Future spacesuits could act like protective second skin

MIT scientists develop material that could shrink wrap NASA astronauts working on Mars

mit biosuit spacesuit
Photo-illustration: Jose-Luis Olivares/MIT

As NASA works to one day send astronauts to asteroids and eventually to Mars, the space agency is also looking for new spacesuits that will keep the astronauts safe, while enabling them to move freely.

Scientists at MIT say they are making such a spacesuit -- one that is less bulky than the typical gas-pressurized suits and more like a second skin.

"With conventional spacesuits, you're essentially in a balloon of gas that's providing you with the necessary one-third of an atmosphere [of pressure,] to keep you alive in the vacuum of space," said Dava Newman, a professor of aeronautics and astronautics and engineering systems at MIT, in a statement. "We want to achieve that same pressurization, but through mechanical counterpressure — applying the pressure directly to the skin, thus avoiding the gas pressure altogether… Ultimately, the big advantage is mobility, and a very lightweight suit for planetary exploration."

mit compression suit 3 d printed shape memory alloy cartridge Jose-Luis Olivares/MIT

A close-up view of a 3-D-printed shape memory alloy (SMA) cartridge that packs 24 SMA actuators into a 1-inch-wide structure designed for active compression garments.

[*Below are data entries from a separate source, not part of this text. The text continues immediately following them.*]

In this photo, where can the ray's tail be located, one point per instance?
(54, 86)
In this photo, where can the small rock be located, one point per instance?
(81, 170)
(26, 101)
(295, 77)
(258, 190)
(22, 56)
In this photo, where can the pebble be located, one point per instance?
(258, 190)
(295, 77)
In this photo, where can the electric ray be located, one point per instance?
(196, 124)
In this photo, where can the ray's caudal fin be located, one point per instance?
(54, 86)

Newman has worked for 10 years to design a form-fitting, flexible spacesuit. She's found the material needed and the technology to build a suit that is not bulky like the suits that astronauts wore to walk on the moon more than 40 years ago and as recently as on a spacewalk (ast month.

The new technology could also lead to spacesuits that are lightweight, stretchy and form to an astronaut's body like a shrink-wrapped second skin.

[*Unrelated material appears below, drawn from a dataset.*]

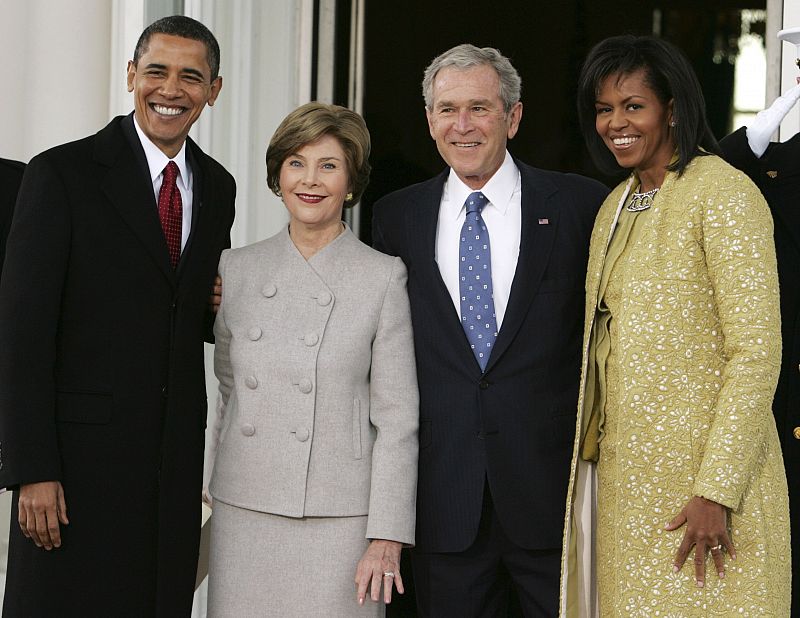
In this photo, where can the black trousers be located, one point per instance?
(477, 582)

This second-skin spacesuit is expected to be built out of a nickel-titanium shape-memory alloy, a smart material lined with tiny muscle-like coils that contract when heated. The material "remembers" an engineered shape and, when heated, can spring back to that shape.

When heated, the material compresses with so much force that it acts as a pressurized suit, equaled the pressure required to fully support an astronaut in space. Pressurizing the body without a bulky, gas-pressurized suit, would give the astronaut much more freedom to move about and do their work.

To take the suit off, the astronaut would only have to apply modest force, returning the suit to its looser form, according to MIT.

NASA astronauts rely on spacesuits to protect them from a harsh and dangerous environment while they are working in space.

Spacesuits do multiple jobs – maintaining the body's temperature, protecting the body from the vacuum of space, as well as from radiation and micrometeoroids.

For missions to Mars or into deep space, the space agency is looking for a spacesuit that will protect astronauts but also allow them to easily move and work on rocky ground or in slippery sandy conditions.

At MIT, researchers tested the smart material using a tourniquet-like cuff.

They applied a current to the cuff to generate heat. When the cuff reached a specific temperature, the coils inside the material contracted into their "remembered" form, just as they would need to in order to form a second-skin-like spacesuit.

"These are basically self-closing buckles," said Bradley Holschuh, an MIT Ph.D candidate, who conceived the coil design. "Once you put the suit on, you can run a current through all these little features, and the suit will shrink-wrap you, and pull closed."

The next step in the researchers' work will be to figure out how to keep the suit tight after it's initially triggered.

According to MIT, the scientists are working on two options – maintaining a constant temperature running through the suit or building a locking mechanism into the coils. The researchers are focusing on the locking mechanism since the other option easily could overheat the astronaut and require them to carry heavy battery packs.

NASA is helping to fund the research.